I thought back to the cultist I’d met in the morgue, how he’d just shrugged off two bullets in the chest like it was nothing. No blood, no fuss. Nothing. Not even a stumble or a stutter.

“Then, bullet hole and all, he just turned and ran from the pasture. Moved like one of ’em cats in Africa, a cheetah. Faster than a horse or anything alive I’d ever seen, leaped right over my barbed wire and headed off onto the next property. Not a word, not a whimper, not a whisper.”

“Sure you hit him?” I asked before I could stop myself. From the look of Eb Shook, I should have known the answer already before I even thought to ask. A man like him grew up with a rifle instead of a baby rattle.

“Weren’t more than thirty paces. Course I hit him.”

“Any kind of markings on him?”

“Markings?”

“Tattoos, or identifying marks, you know? Earrings, long hair. Did you get a look at his face, at least?”

Eb slowly shook his head as I rattled off my question. “Had a sliver of a moon, and that’s it.”

“And you’re sure he was the one doing it?”

“Yessir. Bet my life on it. But, you know, whatever my bullet did to him, it stopped the killings. He got three of them, one right after the other, but it stopped after that night.
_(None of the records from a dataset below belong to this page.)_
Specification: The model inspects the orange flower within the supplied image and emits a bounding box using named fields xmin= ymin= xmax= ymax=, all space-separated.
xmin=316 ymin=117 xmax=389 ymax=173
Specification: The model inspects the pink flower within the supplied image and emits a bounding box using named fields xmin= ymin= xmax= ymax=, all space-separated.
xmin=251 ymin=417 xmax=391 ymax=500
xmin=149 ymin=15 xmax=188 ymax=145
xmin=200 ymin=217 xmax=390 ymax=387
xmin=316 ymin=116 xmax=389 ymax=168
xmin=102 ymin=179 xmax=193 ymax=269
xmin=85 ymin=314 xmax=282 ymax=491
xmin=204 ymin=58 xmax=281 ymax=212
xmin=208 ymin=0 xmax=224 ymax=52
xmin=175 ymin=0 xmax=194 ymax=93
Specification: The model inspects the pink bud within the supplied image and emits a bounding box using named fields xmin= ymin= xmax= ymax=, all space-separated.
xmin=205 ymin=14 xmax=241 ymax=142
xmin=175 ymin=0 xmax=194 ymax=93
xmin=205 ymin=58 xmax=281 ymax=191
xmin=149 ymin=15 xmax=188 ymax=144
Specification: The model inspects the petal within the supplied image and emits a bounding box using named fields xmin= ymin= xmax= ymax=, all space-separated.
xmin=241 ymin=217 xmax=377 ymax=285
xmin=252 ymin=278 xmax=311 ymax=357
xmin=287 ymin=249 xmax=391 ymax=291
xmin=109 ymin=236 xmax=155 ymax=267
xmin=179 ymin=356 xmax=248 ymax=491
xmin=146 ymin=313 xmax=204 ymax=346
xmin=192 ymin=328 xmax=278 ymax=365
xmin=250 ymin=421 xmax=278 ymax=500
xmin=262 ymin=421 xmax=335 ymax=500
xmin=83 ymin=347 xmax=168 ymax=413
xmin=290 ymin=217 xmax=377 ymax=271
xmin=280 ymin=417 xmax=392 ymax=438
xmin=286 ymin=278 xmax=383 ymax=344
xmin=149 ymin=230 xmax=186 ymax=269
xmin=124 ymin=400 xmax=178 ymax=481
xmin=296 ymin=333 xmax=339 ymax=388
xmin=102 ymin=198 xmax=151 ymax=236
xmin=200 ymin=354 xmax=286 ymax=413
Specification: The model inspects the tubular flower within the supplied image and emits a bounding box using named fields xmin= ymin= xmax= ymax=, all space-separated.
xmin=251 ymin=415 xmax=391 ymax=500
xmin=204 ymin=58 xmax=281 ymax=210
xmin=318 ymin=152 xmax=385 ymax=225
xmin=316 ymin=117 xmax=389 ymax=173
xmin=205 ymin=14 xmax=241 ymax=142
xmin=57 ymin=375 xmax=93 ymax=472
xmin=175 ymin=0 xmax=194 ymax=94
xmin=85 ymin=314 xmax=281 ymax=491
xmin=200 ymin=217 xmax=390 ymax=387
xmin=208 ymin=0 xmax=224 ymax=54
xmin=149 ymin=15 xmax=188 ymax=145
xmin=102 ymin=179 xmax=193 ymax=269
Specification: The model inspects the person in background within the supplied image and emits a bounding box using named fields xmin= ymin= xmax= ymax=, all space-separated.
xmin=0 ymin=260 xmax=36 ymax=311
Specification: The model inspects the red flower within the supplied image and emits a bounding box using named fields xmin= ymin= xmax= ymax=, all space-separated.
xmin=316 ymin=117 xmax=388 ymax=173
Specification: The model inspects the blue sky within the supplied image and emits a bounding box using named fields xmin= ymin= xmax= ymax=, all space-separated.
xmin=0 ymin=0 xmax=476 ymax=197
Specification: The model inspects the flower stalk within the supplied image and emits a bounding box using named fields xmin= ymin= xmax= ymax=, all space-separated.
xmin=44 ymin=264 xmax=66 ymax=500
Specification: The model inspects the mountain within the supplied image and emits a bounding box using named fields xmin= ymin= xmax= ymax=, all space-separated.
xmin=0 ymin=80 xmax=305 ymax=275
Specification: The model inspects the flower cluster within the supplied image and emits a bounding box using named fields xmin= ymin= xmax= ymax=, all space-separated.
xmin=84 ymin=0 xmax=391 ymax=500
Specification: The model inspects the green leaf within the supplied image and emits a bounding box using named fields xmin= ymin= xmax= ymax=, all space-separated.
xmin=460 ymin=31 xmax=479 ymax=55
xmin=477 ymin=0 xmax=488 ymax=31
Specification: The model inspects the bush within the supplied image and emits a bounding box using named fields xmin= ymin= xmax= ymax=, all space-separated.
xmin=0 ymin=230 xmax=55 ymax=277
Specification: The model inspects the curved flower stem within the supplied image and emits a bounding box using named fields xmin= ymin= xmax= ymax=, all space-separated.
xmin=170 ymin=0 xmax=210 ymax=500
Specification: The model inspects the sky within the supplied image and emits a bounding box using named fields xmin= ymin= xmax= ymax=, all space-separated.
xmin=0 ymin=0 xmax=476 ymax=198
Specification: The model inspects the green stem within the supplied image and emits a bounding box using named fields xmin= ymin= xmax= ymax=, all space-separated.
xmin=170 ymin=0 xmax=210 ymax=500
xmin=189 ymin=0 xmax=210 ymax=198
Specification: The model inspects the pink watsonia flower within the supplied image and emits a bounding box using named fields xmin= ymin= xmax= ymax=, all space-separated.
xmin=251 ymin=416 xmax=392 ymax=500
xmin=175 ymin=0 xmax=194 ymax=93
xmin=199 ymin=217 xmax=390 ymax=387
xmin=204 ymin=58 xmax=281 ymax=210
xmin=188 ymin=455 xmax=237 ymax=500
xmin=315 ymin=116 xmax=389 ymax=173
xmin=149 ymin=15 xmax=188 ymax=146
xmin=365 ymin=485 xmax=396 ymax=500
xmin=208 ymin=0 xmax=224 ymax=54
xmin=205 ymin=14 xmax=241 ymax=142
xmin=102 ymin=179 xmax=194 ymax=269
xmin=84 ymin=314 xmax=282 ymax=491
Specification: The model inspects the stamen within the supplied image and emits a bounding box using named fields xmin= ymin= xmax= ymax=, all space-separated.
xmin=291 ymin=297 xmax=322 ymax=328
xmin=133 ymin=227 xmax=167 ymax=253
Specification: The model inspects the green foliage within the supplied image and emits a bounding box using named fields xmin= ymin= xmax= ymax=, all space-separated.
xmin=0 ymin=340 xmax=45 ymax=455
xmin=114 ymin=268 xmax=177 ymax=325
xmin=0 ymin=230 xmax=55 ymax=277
Until now, of course.”

“Think it’s the same man, then?”

He turned, spat to the side again. “You think just one wasn’t bad enough?”

“Well, that’s not what I mean. I just want to know your opinion.”

“Still ain’t going in the papers, is it?”

I shook my head.

“What I think is,” Eb said slowly, “there’s an evil on this land. An evil that’s been on this land for a long, long time. Maybe far back as to when the Caddo Indians ran this land, before the French arrived and settled it, before the Spanish took it from them. Sure, we got our corruption, and we got our drugs and our sex and our ungodly ways, with the youth running around burning their lives out faster than they think is possible. But there’s something below it, Mr. Fitzgerald. A true blackness worse than even the depravities of the human soul. And whatever the hell it is, it’s back. I ain’t saying I drove it off that night with my little pea shooter. I ain’t saying that at all. I just think it was time for it to go back to sleep. And now, forty years later, it’s woken up.”

I nodded slowly as I turned and looked back at Ike and Faith. They were about fifty feet away, just talking in the middle of the field as they looked out to first the cattle, then the neighboring fields.

She turned and gave me a little smile, her eyes twinkling in the sunlight. Goddamn, she was beautiful, with the sunlight bright on her skin, the Texas breeze twisting and pulling at her hair as it came through.

Faith Riley. Damn. There was just something about her, and I couldn’t get it out of my mind.

If what Eb Shook said was true, that there was something evil on this land and it was connected to the mutilation of the pig and the burglars in the morgue, then that meant it likely had something to do with her as well. With the strange, imprisoning dream she’d had. With the crow man.

A cold shiver ran up my spine, and, for the first time in a long time, I realized I was actually worried. Because now, the only question was whether or not I could stop whatever this was. Before it was too late for all of us. Faith Riley included.